In the ongoing effort to bring transparency and accountability to Canada’s hundreds of aboriginal governments, the name Wayne Louie should be remembered.
Wayne is a member of the Lower Kootenay Band, a First Nation of 235 people, half of whom live on a reserve near Creston, B.C.
In 2009, the band was paid $125,000 by the taxpayers of the Regional District of Central Kootenay for the use of a road that crosses the reserve. Flush with cash, the five-member band council secretly voted to pay themselves each a $5,000 bonus.
Two years went by before Wayne Louie discovered the payout. Unable to simply stand idly by, Wayne took the council to court to get the money back.
For years, he pushed his case forward. As it wound its way through the court system, Wayne relied on his nephew Rob for legal help, his brother Robert to chip in for filing fees, and Access Pro Bono, a non-profit law society, to help him argue his case.
While Wayne packed a sandwich and took a 15-hour bus ride from Creston to the Vancouver courthouse, the Lower Kootenay chief flew into town and ate out on his band’s dime.
There was nothing to gain personally for Wayne; he fought for his friends and neighbours to stop his politicians from benefitting based solely on their elected positions. He did it because he felt it was the right thing to do.
Earlier this month, the B.C. Court of Appeal sided with Wayne Louie. In a landmark ruling, the court found the chief and four councilors had breached their duty to the band and ordered them to repay the money.
“This was a breach of fiduciary duty, even in the context of a relatively informal and custom-based governance structure,” wrote Justice Mary Newbury in her decision. “In my view, such a structure should not deprive members of the Band of the protection of the fiduciary principle.
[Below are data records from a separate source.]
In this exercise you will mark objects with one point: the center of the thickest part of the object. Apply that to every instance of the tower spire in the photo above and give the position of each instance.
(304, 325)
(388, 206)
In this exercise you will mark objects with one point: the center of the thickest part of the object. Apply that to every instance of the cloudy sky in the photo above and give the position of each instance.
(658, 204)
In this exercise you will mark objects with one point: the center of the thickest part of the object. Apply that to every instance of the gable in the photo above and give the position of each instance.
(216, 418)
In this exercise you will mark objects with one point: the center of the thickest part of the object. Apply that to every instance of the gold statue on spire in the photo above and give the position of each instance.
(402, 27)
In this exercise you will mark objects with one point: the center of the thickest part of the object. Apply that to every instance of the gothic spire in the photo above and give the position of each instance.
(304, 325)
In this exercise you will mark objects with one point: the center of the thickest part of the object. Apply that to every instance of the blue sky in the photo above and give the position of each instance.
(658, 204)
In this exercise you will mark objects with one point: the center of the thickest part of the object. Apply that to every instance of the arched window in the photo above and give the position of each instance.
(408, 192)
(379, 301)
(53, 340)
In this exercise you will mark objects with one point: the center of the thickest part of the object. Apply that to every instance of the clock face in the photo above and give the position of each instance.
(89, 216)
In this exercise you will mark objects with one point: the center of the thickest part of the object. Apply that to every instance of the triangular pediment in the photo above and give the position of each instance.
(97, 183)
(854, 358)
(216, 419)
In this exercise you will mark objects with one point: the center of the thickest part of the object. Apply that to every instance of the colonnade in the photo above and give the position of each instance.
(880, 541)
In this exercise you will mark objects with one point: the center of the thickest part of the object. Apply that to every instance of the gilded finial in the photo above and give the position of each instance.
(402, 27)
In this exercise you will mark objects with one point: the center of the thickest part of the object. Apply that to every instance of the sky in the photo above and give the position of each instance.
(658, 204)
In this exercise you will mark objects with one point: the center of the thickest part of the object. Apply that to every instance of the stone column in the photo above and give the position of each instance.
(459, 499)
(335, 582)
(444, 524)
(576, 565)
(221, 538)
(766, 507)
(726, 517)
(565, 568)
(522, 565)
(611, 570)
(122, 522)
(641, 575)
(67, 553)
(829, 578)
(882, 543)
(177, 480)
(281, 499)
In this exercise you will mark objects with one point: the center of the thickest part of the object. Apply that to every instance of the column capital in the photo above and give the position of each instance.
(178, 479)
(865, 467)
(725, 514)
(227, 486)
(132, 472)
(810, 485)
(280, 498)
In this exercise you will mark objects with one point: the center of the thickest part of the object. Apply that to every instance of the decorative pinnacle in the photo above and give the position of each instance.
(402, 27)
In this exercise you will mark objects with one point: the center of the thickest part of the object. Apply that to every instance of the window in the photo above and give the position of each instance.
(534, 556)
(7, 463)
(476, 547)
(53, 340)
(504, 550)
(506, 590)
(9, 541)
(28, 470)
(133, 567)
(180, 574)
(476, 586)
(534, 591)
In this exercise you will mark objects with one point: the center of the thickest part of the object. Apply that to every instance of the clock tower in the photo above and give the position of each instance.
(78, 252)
They were entitled to hold the defendants to the high standard to which other fiduciaries are held in this country.”
In other words, First Nation band councils should create the same rules and safeguards as other governments across Canada, a point echoed in a Mandell Pinder legal analysis of the decision: “Councils should develop financial administration and conflict of interest policies. Implementing bylaws or laws and policies to provide accountability and transparency in financial management is essential to good governance.”
The lack of accountability on many reserves is why the Canadian Taxpayers Federation worked with grassroots band members to push for the new First Nations Financial Transparency Act (FNFTA). Among other things, the law requires chiefs and councillors to disclose their pay publicly. While it has already had a positive impact on many reserves, sadly, Liberal leader Justin Trudeau has promised to scrap the law; a move designed to appease chiefs who oppose disclosure.
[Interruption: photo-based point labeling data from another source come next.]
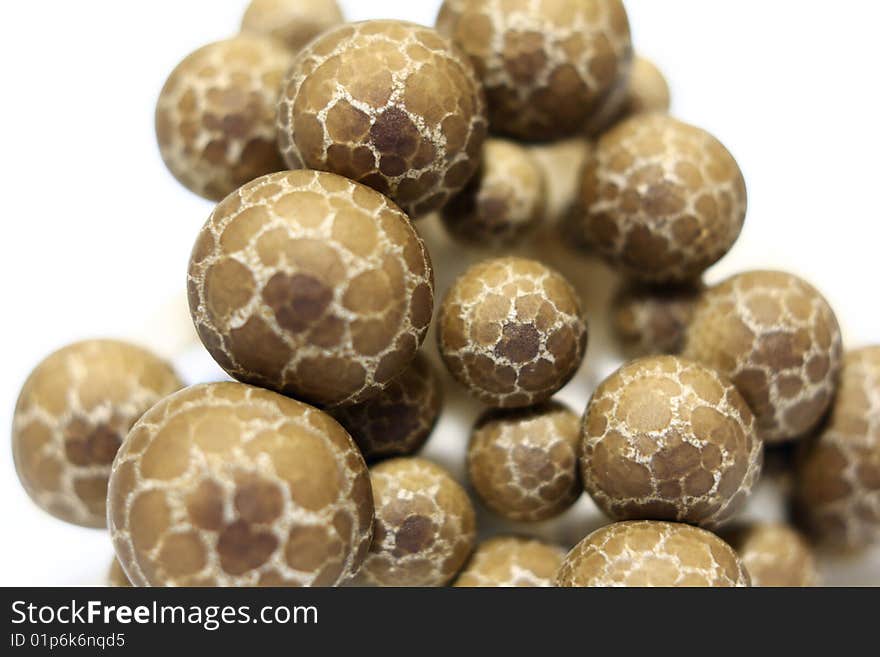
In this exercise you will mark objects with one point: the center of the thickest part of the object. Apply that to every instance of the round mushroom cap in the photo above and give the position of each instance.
(512, 332)
(390, 104)
(775, 555)
(838, 472)
(648, 553)
(648, 320)
(775, 336)
(546, 66)
(661, 200)
(398, 420)
(72, 414)
(669, 439)
(523, 463)
(224, 484)
(425, 525)
(510, 561)
(215, 117)
(311, 285)
(503, 202)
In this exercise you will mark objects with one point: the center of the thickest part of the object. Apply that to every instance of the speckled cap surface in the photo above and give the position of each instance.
(661, 200)
(775, 336)
(546, 65)
(72, 414)
(838, 473)
(512, 332)
(669, 439)
(215, 117)
(294, 22)
(225, 484)
(389, 104)
(649, 553)
(311, 285)
(425, 525)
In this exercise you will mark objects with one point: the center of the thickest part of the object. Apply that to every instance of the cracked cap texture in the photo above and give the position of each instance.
(225, 484)
(398, 420)
(648, 553)
(560, 163)
(838, 473)
(510, 561)
(546, 64)
(215, 118)
(389, 104)
(649, 320)
(779, 342)
(669, 439)
(311, 285)
(294, 22)
(661, 200)
(425, 525)
(524, 463)
(72, 414)
(503, 202)
(511, 331)
(775, 555)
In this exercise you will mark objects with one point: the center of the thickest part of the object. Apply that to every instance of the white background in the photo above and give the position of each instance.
(97, 233)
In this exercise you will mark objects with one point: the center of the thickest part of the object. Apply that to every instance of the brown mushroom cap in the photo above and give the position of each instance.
(777, 339)
(294, 22)
(838, 473)
(398, 420)
(661, 200)
(390, 104)
(311, 285)
(545, 66)
(649, 553)
(510, 561)
(774, 555)
(425, 525)
(224, 484)
(215, 117)
(503, 202)
(649, 320)
(669, 439)
(72, 414)
(116, 576)
(512, 332)
(524, 463)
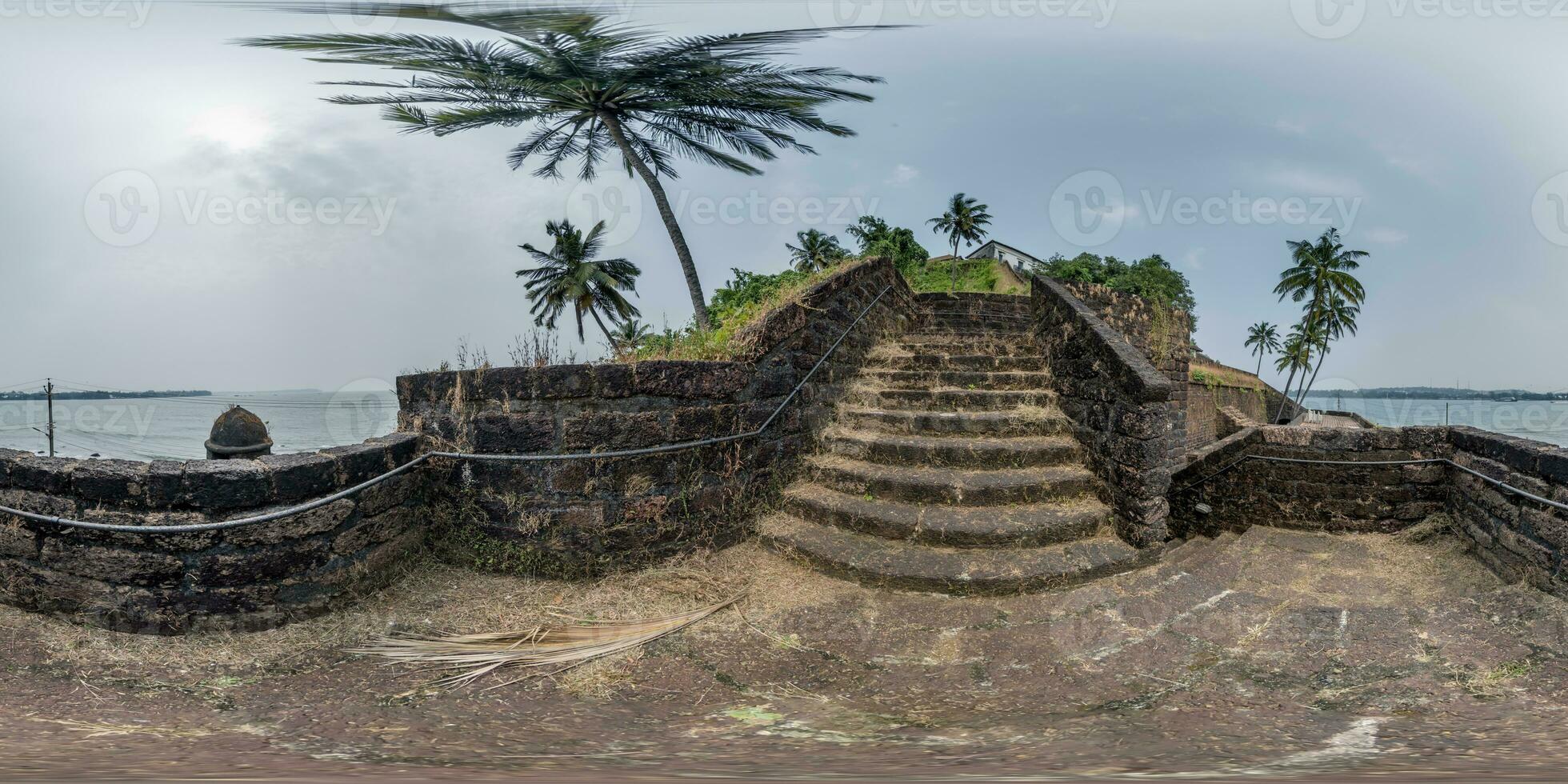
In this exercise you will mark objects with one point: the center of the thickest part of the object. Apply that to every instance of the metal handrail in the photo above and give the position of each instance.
(408, 466)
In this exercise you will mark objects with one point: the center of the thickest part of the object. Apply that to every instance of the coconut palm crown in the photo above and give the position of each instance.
(1262, 339)
(963, 222)
(816, 251)
(587, 88)
(571, 274)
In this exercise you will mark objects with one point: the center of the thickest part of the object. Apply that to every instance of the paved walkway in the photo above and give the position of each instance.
(1272, 654)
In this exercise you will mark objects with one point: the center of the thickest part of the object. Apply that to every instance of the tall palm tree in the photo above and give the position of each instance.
(1321, 270)
(588, 88)
(1333, 322)
(963, 222)
(816, 251)
(1262, 339)
(1295, 356)
(571, 274)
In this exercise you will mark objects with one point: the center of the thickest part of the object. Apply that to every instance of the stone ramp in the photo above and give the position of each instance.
(950, 470)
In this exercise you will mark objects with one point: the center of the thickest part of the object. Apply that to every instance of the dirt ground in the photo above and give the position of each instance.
(1267, 656)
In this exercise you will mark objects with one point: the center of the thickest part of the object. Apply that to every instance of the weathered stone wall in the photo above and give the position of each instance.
(1518, 538)
(248, 578)
(579, 518)
(1246, 493)
(1206, 403)
(1128, 413)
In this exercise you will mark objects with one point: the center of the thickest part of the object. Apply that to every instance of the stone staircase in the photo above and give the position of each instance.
(950, 470)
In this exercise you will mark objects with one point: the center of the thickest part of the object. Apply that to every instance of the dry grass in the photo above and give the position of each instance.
(1222, 375)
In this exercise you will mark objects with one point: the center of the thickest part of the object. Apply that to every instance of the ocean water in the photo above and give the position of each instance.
(1535, 419)
(176, 429)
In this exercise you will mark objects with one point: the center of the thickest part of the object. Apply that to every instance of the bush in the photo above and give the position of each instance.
(974, 274)
(1148, 278)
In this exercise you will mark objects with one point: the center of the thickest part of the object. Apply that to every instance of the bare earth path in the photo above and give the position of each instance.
(1269, 656)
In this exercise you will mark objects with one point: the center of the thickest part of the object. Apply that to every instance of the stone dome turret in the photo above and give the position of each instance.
(237, 433)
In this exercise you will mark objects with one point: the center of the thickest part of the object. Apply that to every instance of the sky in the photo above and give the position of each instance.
(186, 214)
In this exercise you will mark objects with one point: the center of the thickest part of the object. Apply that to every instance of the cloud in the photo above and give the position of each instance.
(1386, 235)
(1294, 129)
(902, 174)
(1311, 182)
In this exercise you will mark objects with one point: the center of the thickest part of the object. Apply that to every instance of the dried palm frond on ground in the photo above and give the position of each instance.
(557, 648)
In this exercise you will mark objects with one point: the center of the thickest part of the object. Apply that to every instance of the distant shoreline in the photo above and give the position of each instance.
(1496, 395)
(106, 395)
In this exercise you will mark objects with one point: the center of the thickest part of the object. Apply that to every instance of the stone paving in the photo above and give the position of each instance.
(1269, 654)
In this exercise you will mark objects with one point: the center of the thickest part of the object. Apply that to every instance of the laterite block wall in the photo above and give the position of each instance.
(250, 578)
(581, 518)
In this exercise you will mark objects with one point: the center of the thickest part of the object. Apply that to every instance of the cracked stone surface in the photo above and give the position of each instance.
(1270, 654)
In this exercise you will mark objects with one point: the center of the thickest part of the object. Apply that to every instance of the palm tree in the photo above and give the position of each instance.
(1336, 318)
(629, 336)
(1262, 339)
(587, 86)
(816, 251)
(1322, 270)
(1295, 356)
(963, 222)
(571, 274)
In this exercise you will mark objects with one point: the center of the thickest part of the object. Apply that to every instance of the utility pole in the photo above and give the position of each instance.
(49, 405)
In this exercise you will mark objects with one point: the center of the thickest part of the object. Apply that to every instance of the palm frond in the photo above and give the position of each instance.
(545, 650)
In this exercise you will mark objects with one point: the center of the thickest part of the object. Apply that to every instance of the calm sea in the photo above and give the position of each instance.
(174, 429)
(1535, 419)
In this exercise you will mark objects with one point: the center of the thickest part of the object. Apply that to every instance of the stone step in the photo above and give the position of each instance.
(958, 486)
(950, 450)
(937, 361)
(1030, 422)
(962, 571)
(962, 333)
(978, 322)
(993, 346)
(1021, 526)
(950, 398)
(1030, 380)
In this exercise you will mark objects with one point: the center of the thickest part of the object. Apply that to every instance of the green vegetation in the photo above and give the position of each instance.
(947, 274)
(571, 274)
(588, 88)
(894, 242)
(1321, 274)
(816, 251)
(1262, 339)
(1148, 278)
(1214, 375)
(738, 305)
(963, 222)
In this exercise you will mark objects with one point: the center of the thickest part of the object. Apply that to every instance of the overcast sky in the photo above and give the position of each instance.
(146, 158)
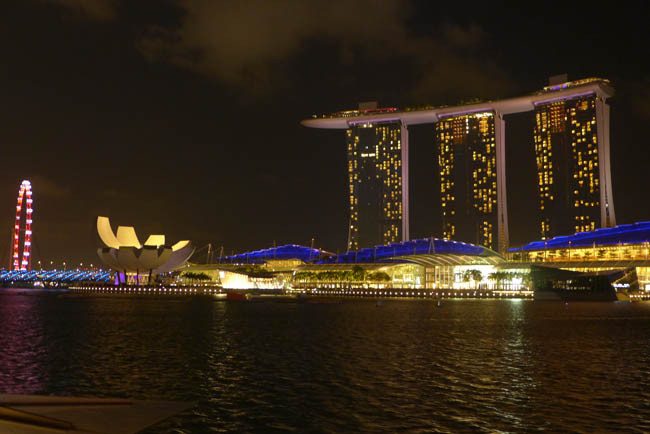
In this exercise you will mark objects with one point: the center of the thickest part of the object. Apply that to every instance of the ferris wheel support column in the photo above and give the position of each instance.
(24, 262)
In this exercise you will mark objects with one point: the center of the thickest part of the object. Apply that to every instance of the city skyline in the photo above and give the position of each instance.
(98, 120)
(572, 147)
Already, the FNFTA is opening up band decisions to the grassroots. When Kwikwetlem First Nation Chief Ron Giesbrecht took home $914,249 tax-free in 2013-14, it was the FNFTA that revealed the massive payout. As Kwikwetlem’s Marvin Joe told the National Post, “If it wasn’t for this new transparency act, I don’t think we ever would have known.” Similarly, the new law exposed how four council members from the Shuswap First Nation had shared $4.1 million over four years to govern a band of 267 people.
Instead of scrapping the FNFTA, the federal government should entrench the court’s ruling and expand the law to require bands to pass conflict of interest and fiduciary responsibility rules. The government could also require bands to hand over even more financial information to the grassroots, especially around band-owned businesses and wages for chiefs sitting on regional bodies.
There are thousands of ethical people living and working on reserves across Canada, people like Wayne Louie. They deserve our support and admiration – and laws that ensure a select few aren’t taking more than their fair share.